You’ll find I decode corporate jargon so fast it’ll make every stakeholder want to loop back and re-sync.  

As a writer, I was a founding columnist and longtime contributor to the Pacific Northwest technology news site GeekWire. I’ve also written regular columns for Puget Sound Business Journal, EdSurge and Seattle Weekly (under the once-clever, now-trite title “Byte Me”).  

Even further back, I was a full-time broadcast journalist at radio stations in California, Idaho, Wisconsin and Washington state, wrapping up that phase of my working life at an all-news station in Seattle. I paid reporter dues from Santa Maria to Boise to Green Bay, winning a few nice-but-forgettable awards along the way.  

You’ll find I ask a lot of direct questions, and keep asking until I get an answer or everyone’s exhausted. 

Both company and columnist skill sets will come into play in this CDN role, as will my fresh set of eyes on Cascadia business. I don’t know the players here, except on a surface level. I love doing research. I want to avoid boneheaded mistakes, which I expect you’ll point out. But I also want to find new takes on businesses and business activity that may have become effectively invisible to longtime locals because of their familiarity. 

My overall approach will be to examine developments in business, broadly defined. Not only what’s happening with individual businesses in our region, but also what’s going on with labor and the work we all do in pursuit of commerce and paying our bills. There will be news, analysis and sometimes a bit of wry commentary.  

It’s not trite to say the pandemic has caused us to be more aware of businesses and employees we once might have taken for granted. In many ways, we’re all now looking at business and work with fresh eyes, whether it’s from adapting to long-term home offices or viewing the supply chain through a lens of gauzy toilet paper. 
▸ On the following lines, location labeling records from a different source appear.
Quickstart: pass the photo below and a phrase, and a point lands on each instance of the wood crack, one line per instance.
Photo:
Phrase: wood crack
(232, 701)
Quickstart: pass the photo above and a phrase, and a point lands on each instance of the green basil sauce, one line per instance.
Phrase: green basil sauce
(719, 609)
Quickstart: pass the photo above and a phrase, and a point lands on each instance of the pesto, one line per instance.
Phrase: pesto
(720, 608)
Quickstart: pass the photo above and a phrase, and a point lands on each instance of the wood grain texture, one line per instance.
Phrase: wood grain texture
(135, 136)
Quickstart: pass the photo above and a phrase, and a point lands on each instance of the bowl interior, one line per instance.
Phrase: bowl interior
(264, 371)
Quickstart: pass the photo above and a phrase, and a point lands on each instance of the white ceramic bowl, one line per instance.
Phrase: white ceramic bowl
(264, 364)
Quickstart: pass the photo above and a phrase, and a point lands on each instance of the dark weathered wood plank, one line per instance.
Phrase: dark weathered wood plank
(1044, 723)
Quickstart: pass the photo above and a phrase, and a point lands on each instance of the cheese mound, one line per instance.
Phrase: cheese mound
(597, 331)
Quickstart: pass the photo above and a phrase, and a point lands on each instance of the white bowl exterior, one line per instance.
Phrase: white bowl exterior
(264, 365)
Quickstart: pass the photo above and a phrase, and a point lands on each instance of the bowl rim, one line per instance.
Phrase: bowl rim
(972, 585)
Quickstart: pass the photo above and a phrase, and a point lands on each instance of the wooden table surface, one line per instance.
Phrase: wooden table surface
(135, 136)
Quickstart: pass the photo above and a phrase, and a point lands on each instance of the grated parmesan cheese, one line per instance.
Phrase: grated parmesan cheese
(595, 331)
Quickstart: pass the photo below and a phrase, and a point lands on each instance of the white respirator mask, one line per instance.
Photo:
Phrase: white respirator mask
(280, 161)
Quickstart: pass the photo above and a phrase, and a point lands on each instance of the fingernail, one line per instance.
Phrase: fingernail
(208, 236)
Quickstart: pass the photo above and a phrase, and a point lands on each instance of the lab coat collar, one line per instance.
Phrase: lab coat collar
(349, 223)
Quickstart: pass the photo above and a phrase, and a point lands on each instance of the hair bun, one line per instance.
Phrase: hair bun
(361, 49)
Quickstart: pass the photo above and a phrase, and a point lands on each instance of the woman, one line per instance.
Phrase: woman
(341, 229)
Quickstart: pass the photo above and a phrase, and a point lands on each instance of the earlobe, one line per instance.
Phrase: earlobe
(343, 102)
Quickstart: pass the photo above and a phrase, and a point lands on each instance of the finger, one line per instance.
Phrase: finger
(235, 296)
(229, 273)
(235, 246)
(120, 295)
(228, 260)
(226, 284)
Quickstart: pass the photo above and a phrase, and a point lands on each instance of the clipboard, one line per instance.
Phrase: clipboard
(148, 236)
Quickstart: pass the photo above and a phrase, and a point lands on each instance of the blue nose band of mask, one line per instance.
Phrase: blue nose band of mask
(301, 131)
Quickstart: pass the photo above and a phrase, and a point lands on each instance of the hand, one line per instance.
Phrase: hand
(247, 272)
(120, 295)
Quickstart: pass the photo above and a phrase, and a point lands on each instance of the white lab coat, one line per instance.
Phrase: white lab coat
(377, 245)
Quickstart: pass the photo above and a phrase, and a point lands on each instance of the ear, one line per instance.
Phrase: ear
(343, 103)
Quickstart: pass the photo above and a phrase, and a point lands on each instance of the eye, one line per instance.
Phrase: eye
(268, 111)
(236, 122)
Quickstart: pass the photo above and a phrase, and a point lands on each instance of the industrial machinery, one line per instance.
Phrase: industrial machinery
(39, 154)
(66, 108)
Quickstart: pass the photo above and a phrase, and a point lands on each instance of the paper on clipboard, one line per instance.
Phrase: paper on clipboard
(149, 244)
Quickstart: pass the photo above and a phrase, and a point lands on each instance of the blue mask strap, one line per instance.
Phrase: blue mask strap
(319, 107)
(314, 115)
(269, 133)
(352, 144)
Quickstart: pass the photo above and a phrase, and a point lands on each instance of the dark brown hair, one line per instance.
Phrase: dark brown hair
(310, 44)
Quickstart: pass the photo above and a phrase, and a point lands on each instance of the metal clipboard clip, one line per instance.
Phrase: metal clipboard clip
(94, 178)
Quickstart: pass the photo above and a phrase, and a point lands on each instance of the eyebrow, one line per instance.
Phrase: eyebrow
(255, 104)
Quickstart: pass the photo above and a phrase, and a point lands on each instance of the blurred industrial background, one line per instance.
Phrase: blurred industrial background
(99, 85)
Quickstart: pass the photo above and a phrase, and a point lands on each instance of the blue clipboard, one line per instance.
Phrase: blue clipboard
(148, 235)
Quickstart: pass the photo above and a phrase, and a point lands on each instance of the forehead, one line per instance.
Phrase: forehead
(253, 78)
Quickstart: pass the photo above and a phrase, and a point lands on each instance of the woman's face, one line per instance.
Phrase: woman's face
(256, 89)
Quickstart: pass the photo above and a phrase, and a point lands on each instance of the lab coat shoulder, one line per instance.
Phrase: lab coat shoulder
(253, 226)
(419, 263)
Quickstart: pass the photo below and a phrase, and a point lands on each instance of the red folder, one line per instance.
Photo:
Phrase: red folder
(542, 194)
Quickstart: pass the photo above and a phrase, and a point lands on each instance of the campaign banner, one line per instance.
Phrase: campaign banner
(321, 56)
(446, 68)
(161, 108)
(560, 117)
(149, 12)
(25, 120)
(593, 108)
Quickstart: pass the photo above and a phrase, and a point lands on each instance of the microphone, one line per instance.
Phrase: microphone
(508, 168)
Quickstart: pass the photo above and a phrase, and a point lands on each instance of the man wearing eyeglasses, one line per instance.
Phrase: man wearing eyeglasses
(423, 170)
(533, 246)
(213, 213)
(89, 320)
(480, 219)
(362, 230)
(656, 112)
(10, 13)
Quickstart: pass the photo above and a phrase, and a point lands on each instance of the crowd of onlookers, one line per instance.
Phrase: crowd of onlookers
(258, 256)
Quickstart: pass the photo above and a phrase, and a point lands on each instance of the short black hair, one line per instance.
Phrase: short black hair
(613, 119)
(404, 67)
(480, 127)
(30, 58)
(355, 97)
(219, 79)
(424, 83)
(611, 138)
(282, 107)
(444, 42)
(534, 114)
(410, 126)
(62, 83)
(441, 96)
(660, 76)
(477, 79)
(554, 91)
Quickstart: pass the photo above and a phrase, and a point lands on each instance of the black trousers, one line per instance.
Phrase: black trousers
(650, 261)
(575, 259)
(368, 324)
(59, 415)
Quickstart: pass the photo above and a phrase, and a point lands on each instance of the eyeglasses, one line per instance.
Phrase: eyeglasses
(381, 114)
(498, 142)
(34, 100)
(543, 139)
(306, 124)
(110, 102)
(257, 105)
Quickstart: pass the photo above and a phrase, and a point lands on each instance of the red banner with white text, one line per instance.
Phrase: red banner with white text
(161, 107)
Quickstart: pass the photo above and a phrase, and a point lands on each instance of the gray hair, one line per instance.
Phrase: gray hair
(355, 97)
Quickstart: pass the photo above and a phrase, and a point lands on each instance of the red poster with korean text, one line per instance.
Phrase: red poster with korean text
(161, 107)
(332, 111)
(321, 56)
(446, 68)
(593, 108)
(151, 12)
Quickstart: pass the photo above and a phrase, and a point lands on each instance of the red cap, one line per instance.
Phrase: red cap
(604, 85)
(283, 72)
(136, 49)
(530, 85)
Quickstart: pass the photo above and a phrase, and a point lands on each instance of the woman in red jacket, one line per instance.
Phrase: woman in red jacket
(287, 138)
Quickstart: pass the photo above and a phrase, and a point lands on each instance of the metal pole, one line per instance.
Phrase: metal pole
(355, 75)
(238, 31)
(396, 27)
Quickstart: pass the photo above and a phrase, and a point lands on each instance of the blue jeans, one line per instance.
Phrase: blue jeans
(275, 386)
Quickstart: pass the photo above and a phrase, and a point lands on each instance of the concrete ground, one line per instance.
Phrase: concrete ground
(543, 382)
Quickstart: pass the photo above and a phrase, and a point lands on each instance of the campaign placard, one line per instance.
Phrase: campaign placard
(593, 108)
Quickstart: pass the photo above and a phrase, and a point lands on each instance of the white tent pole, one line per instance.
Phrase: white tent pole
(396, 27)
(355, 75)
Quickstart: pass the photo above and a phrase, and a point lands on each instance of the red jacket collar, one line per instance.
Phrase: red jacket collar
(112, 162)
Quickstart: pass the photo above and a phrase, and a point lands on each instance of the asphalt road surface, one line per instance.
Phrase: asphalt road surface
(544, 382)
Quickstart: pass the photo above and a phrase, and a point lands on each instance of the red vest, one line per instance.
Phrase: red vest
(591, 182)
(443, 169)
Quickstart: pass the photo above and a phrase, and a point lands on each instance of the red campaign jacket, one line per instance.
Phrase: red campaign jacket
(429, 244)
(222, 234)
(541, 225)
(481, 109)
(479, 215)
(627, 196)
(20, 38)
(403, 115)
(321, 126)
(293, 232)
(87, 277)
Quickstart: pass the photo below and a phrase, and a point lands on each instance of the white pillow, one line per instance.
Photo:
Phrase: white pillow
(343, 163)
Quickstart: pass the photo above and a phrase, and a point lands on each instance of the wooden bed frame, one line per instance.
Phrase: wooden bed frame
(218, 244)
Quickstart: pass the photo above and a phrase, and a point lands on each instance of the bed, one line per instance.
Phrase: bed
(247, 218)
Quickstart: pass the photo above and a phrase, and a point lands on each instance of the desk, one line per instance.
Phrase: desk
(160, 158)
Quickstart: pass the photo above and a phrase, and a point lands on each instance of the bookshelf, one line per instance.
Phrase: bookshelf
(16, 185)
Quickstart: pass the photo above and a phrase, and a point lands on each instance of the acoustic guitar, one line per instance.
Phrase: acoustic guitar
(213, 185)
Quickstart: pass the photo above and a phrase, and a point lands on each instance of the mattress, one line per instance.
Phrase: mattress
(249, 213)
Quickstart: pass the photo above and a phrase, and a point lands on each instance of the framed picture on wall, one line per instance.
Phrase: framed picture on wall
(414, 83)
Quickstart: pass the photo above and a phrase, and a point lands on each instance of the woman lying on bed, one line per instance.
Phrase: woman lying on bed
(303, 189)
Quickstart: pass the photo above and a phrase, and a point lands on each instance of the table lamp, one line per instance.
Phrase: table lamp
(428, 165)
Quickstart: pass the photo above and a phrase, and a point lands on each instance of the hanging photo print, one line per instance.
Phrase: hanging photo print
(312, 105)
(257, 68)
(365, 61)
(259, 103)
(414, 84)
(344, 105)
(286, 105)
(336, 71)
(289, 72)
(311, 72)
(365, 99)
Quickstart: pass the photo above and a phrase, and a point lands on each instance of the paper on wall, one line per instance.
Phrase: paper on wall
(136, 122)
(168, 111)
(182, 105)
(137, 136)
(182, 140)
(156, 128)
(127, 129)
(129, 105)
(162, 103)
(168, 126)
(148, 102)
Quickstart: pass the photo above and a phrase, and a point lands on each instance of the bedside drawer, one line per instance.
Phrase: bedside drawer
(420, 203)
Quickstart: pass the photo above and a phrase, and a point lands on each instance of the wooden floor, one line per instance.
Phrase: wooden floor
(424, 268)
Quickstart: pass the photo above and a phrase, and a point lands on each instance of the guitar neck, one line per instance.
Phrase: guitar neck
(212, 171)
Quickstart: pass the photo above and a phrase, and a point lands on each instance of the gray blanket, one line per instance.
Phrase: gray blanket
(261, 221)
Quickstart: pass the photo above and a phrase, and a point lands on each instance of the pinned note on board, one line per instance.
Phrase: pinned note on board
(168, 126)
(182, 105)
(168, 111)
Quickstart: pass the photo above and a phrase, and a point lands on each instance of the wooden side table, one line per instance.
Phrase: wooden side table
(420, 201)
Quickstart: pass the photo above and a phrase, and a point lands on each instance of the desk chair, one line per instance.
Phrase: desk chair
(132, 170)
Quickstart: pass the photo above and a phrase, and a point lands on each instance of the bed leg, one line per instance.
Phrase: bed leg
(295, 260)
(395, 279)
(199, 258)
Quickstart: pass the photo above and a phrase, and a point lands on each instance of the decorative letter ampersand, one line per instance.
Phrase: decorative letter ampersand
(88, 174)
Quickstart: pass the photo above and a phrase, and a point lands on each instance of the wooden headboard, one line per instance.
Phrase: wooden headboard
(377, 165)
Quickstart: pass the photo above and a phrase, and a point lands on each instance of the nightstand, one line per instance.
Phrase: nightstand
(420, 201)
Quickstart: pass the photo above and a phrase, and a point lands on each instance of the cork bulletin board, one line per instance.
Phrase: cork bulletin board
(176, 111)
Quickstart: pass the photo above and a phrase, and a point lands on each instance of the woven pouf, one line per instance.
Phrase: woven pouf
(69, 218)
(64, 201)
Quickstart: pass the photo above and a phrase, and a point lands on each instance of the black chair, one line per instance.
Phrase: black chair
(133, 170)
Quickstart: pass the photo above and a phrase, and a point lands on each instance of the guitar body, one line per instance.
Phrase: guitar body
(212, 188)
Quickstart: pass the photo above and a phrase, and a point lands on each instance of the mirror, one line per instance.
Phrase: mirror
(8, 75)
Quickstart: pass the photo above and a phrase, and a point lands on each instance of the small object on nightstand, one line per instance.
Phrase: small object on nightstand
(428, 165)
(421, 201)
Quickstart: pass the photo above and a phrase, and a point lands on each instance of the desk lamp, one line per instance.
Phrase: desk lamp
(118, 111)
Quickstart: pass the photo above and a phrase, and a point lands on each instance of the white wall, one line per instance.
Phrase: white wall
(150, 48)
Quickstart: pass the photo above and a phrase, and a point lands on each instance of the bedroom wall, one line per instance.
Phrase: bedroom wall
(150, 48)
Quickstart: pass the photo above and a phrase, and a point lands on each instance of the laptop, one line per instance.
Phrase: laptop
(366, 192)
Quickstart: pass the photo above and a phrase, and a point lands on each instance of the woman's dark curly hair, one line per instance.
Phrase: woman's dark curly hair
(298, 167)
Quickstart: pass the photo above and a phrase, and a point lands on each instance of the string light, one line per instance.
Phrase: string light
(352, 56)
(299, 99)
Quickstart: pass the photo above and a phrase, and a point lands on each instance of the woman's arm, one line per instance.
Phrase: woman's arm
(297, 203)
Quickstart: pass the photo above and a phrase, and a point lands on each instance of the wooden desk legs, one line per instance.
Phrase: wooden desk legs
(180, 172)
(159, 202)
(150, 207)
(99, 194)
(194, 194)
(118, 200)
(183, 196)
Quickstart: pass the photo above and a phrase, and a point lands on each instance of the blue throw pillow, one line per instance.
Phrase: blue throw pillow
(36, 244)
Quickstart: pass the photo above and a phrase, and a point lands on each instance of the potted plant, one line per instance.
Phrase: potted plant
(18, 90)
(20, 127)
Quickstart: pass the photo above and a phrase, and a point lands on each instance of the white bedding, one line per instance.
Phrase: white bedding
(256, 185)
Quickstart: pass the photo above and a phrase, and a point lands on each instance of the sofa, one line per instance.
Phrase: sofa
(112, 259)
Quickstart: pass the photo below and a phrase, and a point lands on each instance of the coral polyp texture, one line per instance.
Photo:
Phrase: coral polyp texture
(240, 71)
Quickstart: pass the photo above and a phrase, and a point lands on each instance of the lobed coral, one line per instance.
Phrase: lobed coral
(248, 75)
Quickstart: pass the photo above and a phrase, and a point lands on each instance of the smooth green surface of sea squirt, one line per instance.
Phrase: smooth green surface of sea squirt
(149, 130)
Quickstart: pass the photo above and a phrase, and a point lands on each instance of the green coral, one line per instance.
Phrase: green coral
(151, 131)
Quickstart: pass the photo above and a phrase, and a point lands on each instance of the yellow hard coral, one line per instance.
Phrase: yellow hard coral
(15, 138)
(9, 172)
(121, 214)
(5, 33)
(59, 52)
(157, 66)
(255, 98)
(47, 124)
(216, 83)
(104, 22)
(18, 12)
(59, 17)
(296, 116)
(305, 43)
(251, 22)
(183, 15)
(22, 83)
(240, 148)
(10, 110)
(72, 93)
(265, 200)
Fresh eyes can mean seeing things you weren’t aware of before, or a new perspective on what already is seen. I hope you’ll let this newbie provide both, every week. 

People news and press releases, please 

Know of a business opening, closing or moving? How about a new exec at a local business or other organization? Send the announcement or information to I can’t guarantee I’ll use everything, or even that I’ll be able to reply. But if you’re in the region we at CDN serve — Whatcom, Skagit, Island and San Juan counties — I want to know about it. I’m needy that way. 

Unintended financial literacy education?  

Finally, a tip of the hat to the Bellingham City Council for helping educate more kids and adults about coins. The revised downtown paid parking hours and new Fairhaven metered spaces had some of us searching to see if we even had quarters to feed downtown’s one-levered bandits. Yes, there is an app for that, and credit cards are accepted by Fairhaven’s Daleks. But there is something soberingly educational about digging in a desk for a handful of quarters, finding one dated 1970 and realizing that, up until 2005, it would have bought an hour of street space.